Hamburg/Kiel

Verband UVNord fordert länderübergreifende Planung

UVNord-Hauptgeschäftsführer Michael Thomas Fröhlich

UVNord-Hauptgeschäftsführer Michael Thomas Fröhlich

Foto: picture alliance

Es gehe um die Verkehrsinfrastruktur, die Siedlungsachsen, das Verhältnis zwischen Innenstädten und Umland sowie um vieles mehr.
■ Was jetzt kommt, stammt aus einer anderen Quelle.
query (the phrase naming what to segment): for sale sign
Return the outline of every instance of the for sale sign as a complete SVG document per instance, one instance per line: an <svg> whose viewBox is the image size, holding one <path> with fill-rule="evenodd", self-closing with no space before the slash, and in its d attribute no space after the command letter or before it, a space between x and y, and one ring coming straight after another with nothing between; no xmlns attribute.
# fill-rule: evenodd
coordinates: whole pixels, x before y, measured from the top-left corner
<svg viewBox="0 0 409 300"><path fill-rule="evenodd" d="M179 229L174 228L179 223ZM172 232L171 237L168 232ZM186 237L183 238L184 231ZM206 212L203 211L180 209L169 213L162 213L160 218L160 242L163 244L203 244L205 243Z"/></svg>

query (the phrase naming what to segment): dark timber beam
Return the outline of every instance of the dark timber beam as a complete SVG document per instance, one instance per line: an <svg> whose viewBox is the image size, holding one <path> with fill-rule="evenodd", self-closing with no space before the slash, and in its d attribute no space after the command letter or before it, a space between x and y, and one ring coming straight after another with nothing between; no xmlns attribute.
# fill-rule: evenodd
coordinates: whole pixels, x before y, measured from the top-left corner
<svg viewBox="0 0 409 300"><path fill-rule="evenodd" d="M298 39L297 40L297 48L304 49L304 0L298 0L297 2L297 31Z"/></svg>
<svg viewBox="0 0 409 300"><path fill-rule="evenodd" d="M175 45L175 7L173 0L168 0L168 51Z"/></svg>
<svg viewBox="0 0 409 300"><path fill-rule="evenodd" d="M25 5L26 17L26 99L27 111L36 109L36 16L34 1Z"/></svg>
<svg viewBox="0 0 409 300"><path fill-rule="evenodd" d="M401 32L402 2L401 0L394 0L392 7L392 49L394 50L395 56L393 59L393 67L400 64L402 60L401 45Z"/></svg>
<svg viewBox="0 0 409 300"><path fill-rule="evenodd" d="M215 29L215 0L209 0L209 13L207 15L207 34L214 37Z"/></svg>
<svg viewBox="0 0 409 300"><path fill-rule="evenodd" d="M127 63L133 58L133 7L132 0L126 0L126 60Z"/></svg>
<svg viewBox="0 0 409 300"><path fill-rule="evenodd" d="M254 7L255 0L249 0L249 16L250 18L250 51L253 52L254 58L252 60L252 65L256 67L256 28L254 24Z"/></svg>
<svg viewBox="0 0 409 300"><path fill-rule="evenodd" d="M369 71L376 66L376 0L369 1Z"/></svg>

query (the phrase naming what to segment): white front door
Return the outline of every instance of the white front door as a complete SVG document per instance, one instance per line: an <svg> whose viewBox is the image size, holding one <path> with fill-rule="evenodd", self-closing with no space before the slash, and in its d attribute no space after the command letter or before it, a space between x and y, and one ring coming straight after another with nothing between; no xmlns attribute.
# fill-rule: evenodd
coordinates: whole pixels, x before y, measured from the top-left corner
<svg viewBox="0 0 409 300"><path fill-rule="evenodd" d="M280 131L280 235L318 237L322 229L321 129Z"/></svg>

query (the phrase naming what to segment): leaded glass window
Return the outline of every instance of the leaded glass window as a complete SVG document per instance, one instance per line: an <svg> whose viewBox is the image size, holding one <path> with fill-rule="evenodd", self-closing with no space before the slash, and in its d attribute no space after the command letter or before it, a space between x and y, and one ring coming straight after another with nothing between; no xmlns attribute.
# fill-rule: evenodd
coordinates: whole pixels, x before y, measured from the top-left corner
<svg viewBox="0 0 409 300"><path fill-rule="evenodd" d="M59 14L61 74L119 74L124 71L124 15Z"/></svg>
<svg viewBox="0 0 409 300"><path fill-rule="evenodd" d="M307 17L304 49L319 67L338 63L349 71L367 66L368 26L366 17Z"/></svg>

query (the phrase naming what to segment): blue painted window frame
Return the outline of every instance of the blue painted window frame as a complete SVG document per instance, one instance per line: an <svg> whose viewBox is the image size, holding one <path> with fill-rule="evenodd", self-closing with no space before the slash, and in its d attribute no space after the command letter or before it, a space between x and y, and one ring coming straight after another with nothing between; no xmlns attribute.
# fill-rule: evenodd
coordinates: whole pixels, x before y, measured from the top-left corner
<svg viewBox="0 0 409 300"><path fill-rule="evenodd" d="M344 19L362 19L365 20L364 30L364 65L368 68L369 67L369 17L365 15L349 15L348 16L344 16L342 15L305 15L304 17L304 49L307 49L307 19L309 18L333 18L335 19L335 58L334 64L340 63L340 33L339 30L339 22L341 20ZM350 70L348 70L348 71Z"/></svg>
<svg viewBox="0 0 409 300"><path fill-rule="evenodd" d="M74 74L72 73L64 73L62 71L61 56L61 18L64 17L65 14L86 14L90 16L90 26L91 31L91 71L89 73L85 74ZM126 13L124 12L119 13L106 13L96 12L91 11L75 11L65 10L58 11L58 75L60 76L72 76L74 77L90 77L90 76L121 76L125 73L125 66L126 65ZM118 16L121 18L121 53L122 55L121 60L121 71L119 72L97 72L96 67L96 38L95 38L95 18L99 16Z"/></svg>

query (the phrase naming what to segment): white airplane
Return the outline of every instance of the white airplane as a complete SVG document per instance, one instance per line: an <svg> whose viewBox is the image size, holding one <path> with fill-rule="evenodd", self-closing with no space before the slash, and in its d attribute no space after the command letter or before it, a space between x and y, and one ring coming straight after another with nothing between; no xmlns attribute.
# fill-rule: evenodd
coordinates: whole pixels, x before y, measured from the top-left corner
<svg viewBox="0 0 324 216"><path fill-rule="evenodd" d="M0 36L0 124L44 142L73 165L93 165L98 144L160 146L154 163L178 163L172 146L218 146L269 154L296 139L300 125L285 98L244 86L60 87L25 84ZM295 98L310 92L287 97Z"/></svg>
Hamburg/Kiel.  Schleswig-Holstein und Hamburg müssen nach Ansicht der Unternehmensverbände ihre Zukunft konsequent gemeinsam planen. „Wir brauchen eine gemeinsame Landesplanung bis hin zu einer gemeinsamen Planungsbehörde, sagte UVNord-Hauptgeschäftsführer Michael Thomas Fröhlich der Deutschen Presse-Agentur. „Die Metropolregion endet ja nicht an den Hamburger Stadtgrenzen, sondern sie reicht in Schleswig-Holstein bis Neumünster, Brunsbüttel und Fehmarn – da brauchen wir Dampf unter dem Kessel.“ Es gehe um die Verkehrsinfrastruktur, die Siedlungsachsen, das Verhältnis zwischen Innenstädten und Umland sowie um vieles mehr.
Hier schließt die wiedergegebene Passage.